Dr Thio Siew Mien is a spunky 71-year-old lawyer.
The first woman dean of the Law Faculty at the then-University of Singapore, from 1969 to 1971, she is also the mother of Nominated Member of Parliament Professor Thio Li-ann and her nephew, Dr Alan Chin, is married to new AWARE president Josie Lau.
From a front page report in yesterday’s Straits Times, it has emerged that Thio is the éminence grise behind the new AWARE.
Ah, the plot thickens.
On Thursday she explained that her concern about the direction that AWARE was taking was partly prompted by a letter from a parent who was concerned that the society was promoting a homosexual agenda.
He wrote to TODAY in 2007 to ask why AWARE’s choice of a movie for a charity show was Spider Lilies, about two lesbians who fall in love.
Thio said she went on to discover that in AWARE’s comprehensive sexuality education program, which is taken to schools, homosexuality is regarded as a neutral word, not a negative word.

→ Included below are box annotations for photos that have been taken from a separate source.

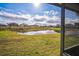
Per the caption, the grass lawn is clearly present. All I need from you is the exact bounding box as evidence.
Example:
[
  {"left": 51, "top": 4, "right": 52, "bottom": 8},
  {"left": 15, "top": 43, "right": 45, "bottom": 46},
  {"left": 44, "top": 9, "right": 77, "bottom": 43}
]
[
  {"left": 64, "top": 35, "right": 79, "bottom": 48},
  {"left": 0, "top": 31, "right": 60, "bottom": 56}
]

“I started thinking, ‘Hey, parents, you better know what’s happening,’” she said.
“I talked to parents. I said: You better do something about this; otherwise your daughter will come back and say, ‘Mum, I want to marry my girlfriend.’
“Or your son will say: ‘Dad, I want to marry my boyfriend.’”
These parents were flabbergasted, she said, adding that such sexuality education was taking place in the United States and Europe and was not new.
“What is happening in society is that we are redefining marriage, we are redefining families,” she said.
“So I’m a concerned citizen and if people are so ignorant, I think I want to teach them.”
Pointing out that AWARE’s program was already in 30 schools, she said: “The suggestion is that in this program, young girls from 12 to 18 are taught that it’s okay to experiment with each other.
“And this is something which should concern parents in Singapore. Are we going to have an entire generation of lesbians?”
Insisting that she was not anti-homosexual, she said: “I have nothing against lesbians or homosexuals personally. On a personal front, I’ve ministered, I’ve counseled them.
“They are in pain. And very often from families where you have abusive fathers, they do things with their daughters and the daughters revolt, rebel against society.
“We understand this is what it’s all about.”
Thio said that AWARE was formed 26 years ago by her contemporaries and friends, and had done great work in many areas.
But she noted that its membership had dropped from about 700 in 1998 to around 200 in 2006.
She was dismayed that at the annual general meeting in 2008, there was a move to give men the right to vote “in a women’s organization where the objective is to represent all the women of Singapore.”
Only 25 people attended that AGM. The motion was defeated, but reappeared on the agenda at the AGM last month.
She then started looking into the affairs of AWARE to see what was going on at the organization set up by her friends.
She said that there were many women’s issues that needed to be looked into, and cited the need to ensure that retrenched women are dealt with fairly.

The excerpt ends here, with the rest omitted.